I doubt their opposition will be designed to defeat Roberts. He is way too qualified, clean and amiable. He is light years away from the gang of 14's "extraordinary circumstances" excuse to invoke a filibuster. And, he's supported by high-powered lawyers in both parties, from the Beltway to Harvard.
The fanfare over the release of decades-old legal memos, and, ultimately, Roberts' judicial philosophy is aimed at laying a foundation for opposing Bush's next high court nominee.

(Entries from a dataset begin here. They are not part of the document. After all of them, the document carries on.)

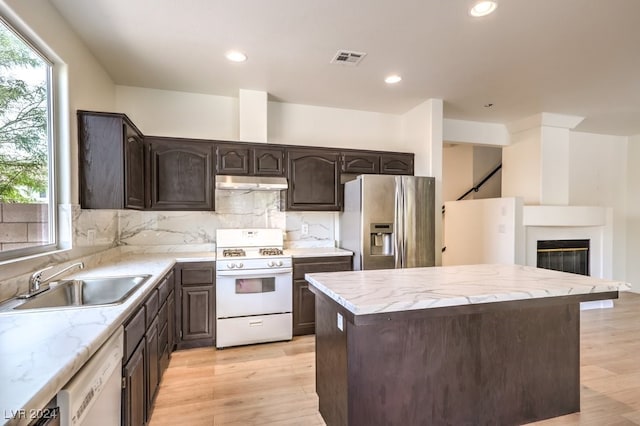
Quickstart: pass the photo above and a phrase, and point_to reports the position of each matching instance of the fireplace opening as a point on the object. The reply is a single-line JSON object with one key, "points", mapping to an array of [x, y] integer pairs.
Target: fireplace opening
{"points": [[564, 255]]}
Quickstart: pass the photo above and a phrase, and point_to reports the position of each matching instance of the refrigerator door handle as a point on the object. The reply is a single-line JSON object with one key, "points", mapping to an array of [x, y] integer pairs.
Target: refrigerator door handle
{"points": [[398, 224]]}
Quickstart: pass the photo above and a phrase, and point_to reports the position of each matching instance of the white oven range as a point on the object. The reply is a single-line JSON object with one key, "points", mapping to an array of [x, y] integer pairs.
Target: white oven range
{"points": [[253, 287]]}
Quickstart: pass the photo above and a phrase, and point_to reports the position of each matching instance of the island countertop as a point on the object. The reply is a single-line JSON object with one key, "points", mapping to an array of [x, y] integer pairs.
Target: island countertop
{"points": [[396, 290]]}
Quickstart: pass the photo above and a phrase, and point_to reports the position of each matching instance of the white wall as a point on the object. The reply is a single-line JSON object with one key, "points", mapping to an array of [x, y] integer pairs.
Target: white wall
{"points": [[475, 132], [521, 167], [457, 170], [598, 177], [179, 114], [297, 124], [80, 82], [464, 166], [483, 231], [632, 247], [485, 160], [422, 130]]}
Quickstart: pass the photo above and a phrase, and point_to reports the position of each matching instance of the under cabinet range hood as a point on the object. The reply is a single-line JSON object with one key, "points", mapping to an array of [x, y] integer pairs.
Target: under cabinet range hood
{"points": [[251, 183]]}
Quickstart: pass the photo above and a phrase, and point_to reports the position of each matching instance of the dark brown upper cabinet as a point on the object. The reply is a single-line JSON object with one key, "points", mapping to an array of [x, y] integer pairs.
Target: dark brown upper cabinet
{"points": [[233, 159], [181, 174], [268, 161], [249, 160], [314, 179], [356, 162], [111, 162], [396, 164]]}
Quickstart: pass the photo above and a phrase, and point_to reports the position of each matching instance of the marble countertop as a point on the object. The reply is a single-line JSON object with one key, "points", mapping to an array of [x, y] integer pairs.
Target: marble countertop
{"points": [[40, 351], [395, 290], [317, 252]]}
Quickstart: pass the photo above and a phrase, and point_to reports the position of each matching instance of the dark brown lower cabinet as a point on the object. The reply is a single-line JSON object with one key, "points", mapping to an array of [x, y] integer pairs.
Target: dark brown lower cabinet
{"points": [[171, 322], [196, 316], [134, 392], [304, 304], [152, 365], [147, 330]]}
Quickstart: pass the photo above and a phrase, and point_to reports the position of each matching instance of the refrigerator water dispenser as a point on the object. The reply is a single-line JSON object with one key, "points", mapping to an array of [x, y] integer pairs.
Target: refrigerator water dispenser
{"points": [[381, 239]]}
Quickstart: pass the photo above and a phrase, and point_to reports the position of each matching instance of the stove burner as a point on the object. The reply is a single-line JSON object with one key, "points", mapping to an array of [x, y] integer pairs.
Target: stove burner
{"points": [[233, 253], [271, 251]]}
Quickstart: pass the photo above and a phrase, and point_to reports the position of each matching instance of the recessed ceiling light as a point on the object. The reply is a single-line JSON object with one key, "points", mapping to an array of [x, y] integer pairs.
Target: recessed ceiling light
{"points": [[483, 8], [393, 79], [236, 56]]}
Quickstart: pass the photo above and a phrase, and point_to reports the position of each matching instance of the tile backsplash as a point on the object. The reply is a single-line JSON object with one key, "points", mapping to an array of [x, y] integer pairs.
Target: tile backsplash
{"points": [[234, 209]]}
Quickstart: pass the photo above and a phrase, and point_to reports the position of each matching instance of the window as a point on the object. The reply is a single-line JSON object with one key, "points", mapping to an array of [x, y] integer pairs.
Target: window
{"points": [[27, 221]]}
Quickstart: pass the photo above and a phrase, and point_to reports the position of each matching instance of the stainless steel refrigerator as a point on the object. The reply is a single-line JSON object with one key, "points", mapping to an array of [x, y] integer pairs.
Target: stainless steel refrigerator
{"points": [[389, 221]]}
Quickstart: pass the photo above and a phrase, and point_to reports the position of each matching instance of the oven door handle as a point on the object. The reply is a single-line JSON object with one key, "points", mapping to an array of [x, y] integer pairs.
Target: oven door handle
{"points": [[253, 273]]}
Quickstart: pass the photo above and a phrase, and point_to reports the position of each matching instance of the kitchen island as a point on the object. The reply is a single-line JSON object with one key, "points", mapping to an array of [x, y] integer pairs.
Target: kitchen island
{"points": [[473, 344]]}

More importantly, it will feed the perpetually outraged malcontents known as the Democrat base. I suspect they're feeling abandoned following Hillary Clinton's most recent Sister Souljah moment in which she suggested the unthinkable: unity among the Michael Moore and Moveon.org crazies and the rest of the party.
But since we dare never underestimate the tenacity of the Democrat saboteurs, nor the squishiness of certain Republican moderates, we better take the Leahys and Schumers at their word and assume they mean business when they signal their readiness for battle.
Sen. Schumer, who but for his colleague Sen. Leahy, would deserve the highest award for political posturing and chutzpah, issued a veritable threat to the White House over three potential pitfalls facing Judge Roberts' confirmation.
Schumer warned that the White House's refusal to turn over every last document, no matter how remote or irrelevant, was "strike one" against the nominee. Robert's unwillingness to answer questions about past and future Supreme Court cases would be "strike two," and the Republicans' Sept. 29 deadline for voting on the nomination could be "strike three."
The tyrannical, would-be Umpire-in-Chief Schumer issued an edict from his minority pulpit declaring there will be "negative consequences" if one or more of these "strikes" accumulate against Roberts.
Meanwhile, Sen. Kennedy weighed in on the bogus documents flap, saying the attorney-client privilege doesn't shield Roberts' writings as deputy solicitor general because "that office works for all the American people, not just the president."
Under Kennedy's reasoning, this privilege can never be invoked, or waived, absent a plebiscite. Tell me if I'm mistaken, but I can't recall Kennedy pressing President Clinton to release documents he fraudulently sought to conceal under the executive privilege umbrella on the grounds that "the president and his entire staff works for all the people."